Think back to when you were a kid and you read Norton Juster’s The Phantom Tollbooth for the first time. Do you remember the first place Milo visits? It’s called the Doldrums, and with its absence of color and heavy injection of lethargy, everything that occurs in the Doldrums feels like a dream. The inhabitants never move, and if they do it’s not of their own volition--something is making them move. I always thought this was an interesting place for Milo to start his epic journey. Rather than hitting the ground running, he does the opposite and gets bogged down in a world where laziness is the key to success and any action is too much action.
Now picture a 400-page book taking place in the Doldrums, and you have Lorenzo Mattotti and Jerry Kramsky’s Garlandia. Garlandia tells the story of a group of peaceful beings called gars. One day their shaman Zachariah reveals a prophecy that bodes misfortune for their race, and Zachariah's son, Hippolytes, sets out to prevent the prophecy from happening.
This is Mattotti and Kramsky’s second collaboration, and it’s worth noting that Mattotti, the illustrator, gets top billing. That says a lot about what you need to know about the book from the get-go: it’s going to be illustration-driven, not text-driven. The textual plot is entirely coincidence-driven and there is no doubt that it’s because the text is simply a backdrop for the illustrations in this book. In fact, without Kramsky’s words the story would probably convey much of the same thing: text only appears when a character is speaking aloud and there are very few onomatopoeic sound noises. Rather, the purpose of the book is to provide Mattotti with a platform to build and subsequently explore an intricate, curious world full of imaginative creatures with exaggerated sexual organs and nonsensical actions. The presence of the text, therefore, merely provides readers with opportunities to connect to the characters and their experiences. The fact that Hippolytes is a parent trying to do the right thing for his child, or Zachariah’s concerns that he is letting down his family give readers touchpoints to relate to and reasons to invest in Mattotti and Kramsy’s journey. After all, it’s hard to invest time in a 400-page book if you can’t connect to a single experience in it.

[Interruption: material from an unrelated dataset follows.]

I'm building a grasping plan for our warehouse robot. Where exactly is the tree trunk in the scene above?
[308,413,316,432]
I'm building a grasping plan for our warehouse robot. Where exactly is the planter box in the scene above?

Mattotti’s illustrations are pen and ink, so he heavily relies on techniques like line weight and cross-hatching, and his attention to detail is immaculate. Even when images are framed from a distance Mattotti captures small details like the furrows on the gars’ brows to larger, more abstract concepts like the blowing of wind and vast raging waters. When the volcano blows we see ash, lava, smoke, and fire contained within a single panel and yet the sense of scale, motion, and density is clear. When the walls start to cave in on Hippolytes while he’s underground, Mattotti’s lines get dark and heavy all around, and yet there is such a preciseness to every stroke of his pen that there’s never any question about what we’re seeing or where Hippolytes is. It’s also worth mentioning that the story is book-ended with Mattotti’s character sketches, which lends credence to the intentionality of the visual narrative and the specific framing of each individual panel. Credit is also due to the production and design teams for the work that went into designing the book itself: the paper is textured to feel like every page is an original ink drawing, and the case cover is lightweight and delightfully novel.
While I wouldn’t call Garlandia a masterful piece of storytelling, Mattotti has total control over his medium, and it’s his careful attention to visual world-building that makes it an artistic triumph worthy of experiencing.